It’s been almost a year since I read Computers and Intractability, one of the most well received books on the topic of computational complexity and NP-Complete problems. Since that time I’ve had two questions in the back of my mind related to this work. Firstly, how well do I understand the material I worked through and secondly what’s the applicability of this knowledge to someone in a software engineering role. I’m hoping to use these blog posts as a chance to address both of these questions.
For the first question I’m going to go with my favorite rule of thumb, you don’t understand something until you can explain it to someone else. I plan on trying to provide a basic explanation of the concepts covered in this book aiming to cover Cook’s Theorem and the 6 basic NP-Complete problems. To tackle the second question I will look through the list of NP-Complete problems in the index and see how many I can recognize in real world problems I’ve encountered.
The core of this book is is about the class of the hardest problems in NP space that are classified as NP-Complete. We’ll discuss these terms in more detail below but it suffices to say that this is about recognizing types of problems that are intrinsically hard to solve, and so far no general polynomial time solutions exist. Instead we’re left looking for alternative strategies such as trying to find near optimal solutions or solving sub sections of the problem. To start with though we need to discuss how we can classify problems.
Much like you might expect, decision problems are questions where the answer is simply yes or no. For example, can I get from Node A to Node B in a graph in fewer than 3 steps? Decision problems are useful to look at for two reasons, firstly they are directly tied to optimization problems in a natural manner. It’s easy to see how the optimization problem of finding the fewest steps from Node A to Node B must be at least as hard as the decision problem above. Secondly decision problems have a natural formal counterpart called a Language. Let’s look at a simpler decision problem.
For a positive integer N: Is there a positive integer m such that N = 4m
We can understand that this question is simply asking if N is evenly divisible by 4. In order to have a Language we need an alphabet, which means we need a uniform way to encode our given problem. there are plenty of ways we could encode this problem, think about making a file format for storing questions of this form. For an example I’m going to make a slightly more complicated format of [Length of N in binary encoding]-[N in binary] instead of the just recording the number in binary to make it easier to illustrate some later points.
4-1100
This is one reasonable encoding (e) for our problem (P). An encoding is reasonable if it is concise and decodable. By concise we mean that we avoid so much padding that a question that was polynomial time starts taking exponential time due to the length of the encoding. Decodability similarly means we can get back from any encoding to our original component in polynomial time as well.
We can see that the set of characters used by our encoding scheme looks like this {0-9,-}. Now let us look at all possible strings composed only of these characters, so in addition to our encoding above we also have strings like this.
4-1101
12-15-9
Now where do Languages come in? We can see that our infinite set of strings splits into three groups. Strings that aren’t valid encodings of our problem (#3). Strings that are valid encodings of an instance of our problem whose answer is No (#2). This leaves our Language (for this e and P); the strings that are valid encodings whose answer is Yes (#1).

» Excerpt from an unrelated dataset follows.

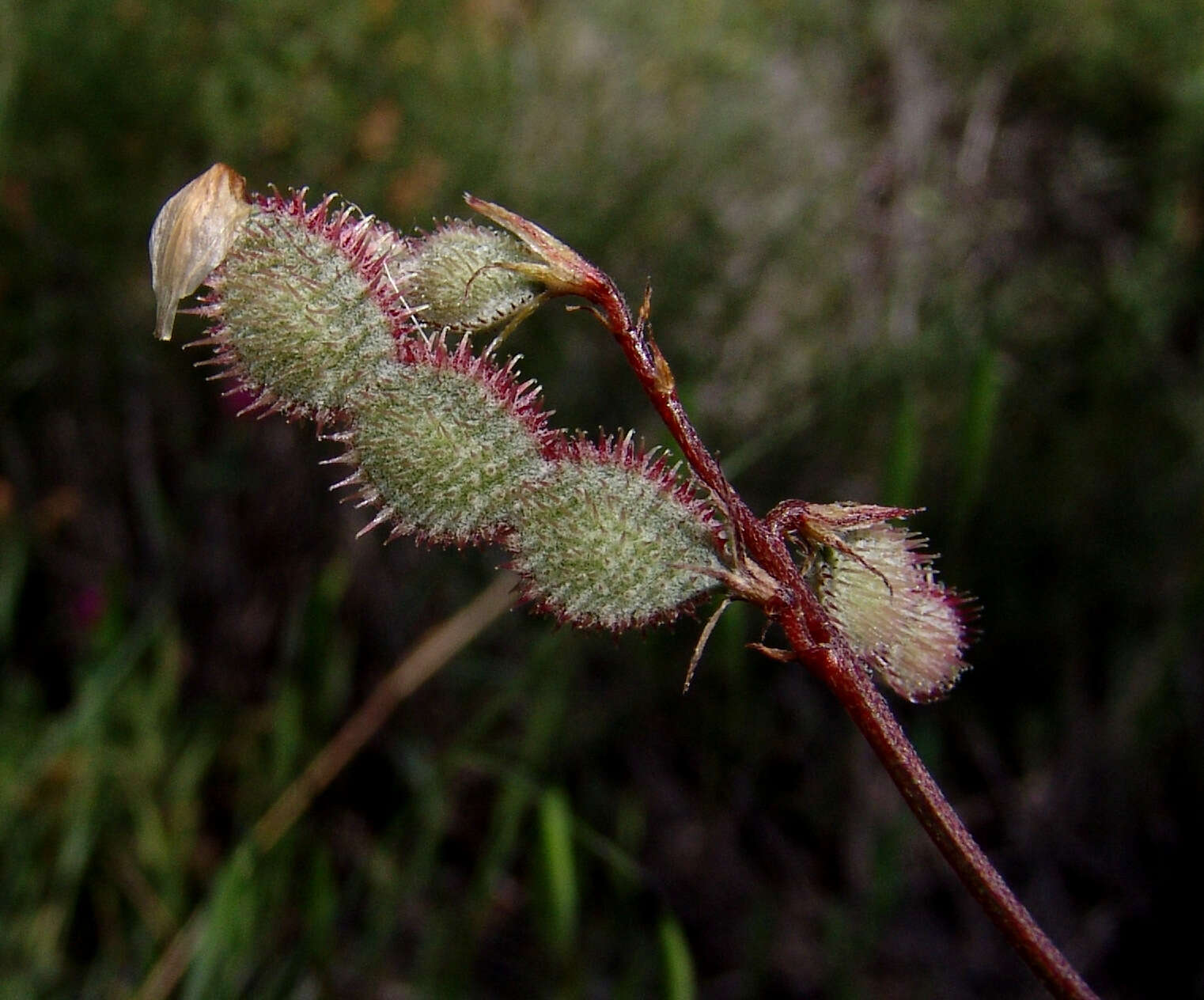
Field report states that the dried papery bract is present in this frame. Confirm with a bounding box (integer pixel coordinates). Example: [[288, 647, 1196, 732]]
[[150, 163, 251, 339]]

So now that we know what know what a Language for our encoding is, what does that get us? We can show that anything that holds for L(e,P) holds for any other L(e’,P) as long as both encodings meet our reasonable requirement. This lets us make our proofs become encoding independent. Secondly Turing machines that recognize languages provide us with a formal way to classify our problems by going from the Original Problem -> The Language comprised of ‘Yes’ encodings of our problem -> The run time of the Turing Machine that recognizes the language.
Some people may remember the standard one tape deterministic turing machine (DTM) from classes in school. It has a single read/write head and an infinitely long tape that it operates on. The DTM is controlled by a state machine that takes two inputs, the current state of the machine and the symbol under the R/W head. Based on those two inputs it determines the new state, picks a symbol to write out into the current space, and then moves the head one space left or right. One of simple tasks you can put a DTM towards is recognizing a Language, it’s relatively simple to see how a Turing machine could recognize our divisible by 4 problem. It simply needs to move the head to the right until it reaches a blank character, then move backwards two steps checking for zero. A DTM can perform the same computations as any other computer, and while they’re slower they are within polynomial time. Consequently our chosen computation model doesn’t affect our findings. We can now separate our proofs from both the encoding and the underlying hardware. We’ll continue using DTM’s as they are a convenient baseline for defining time complexity.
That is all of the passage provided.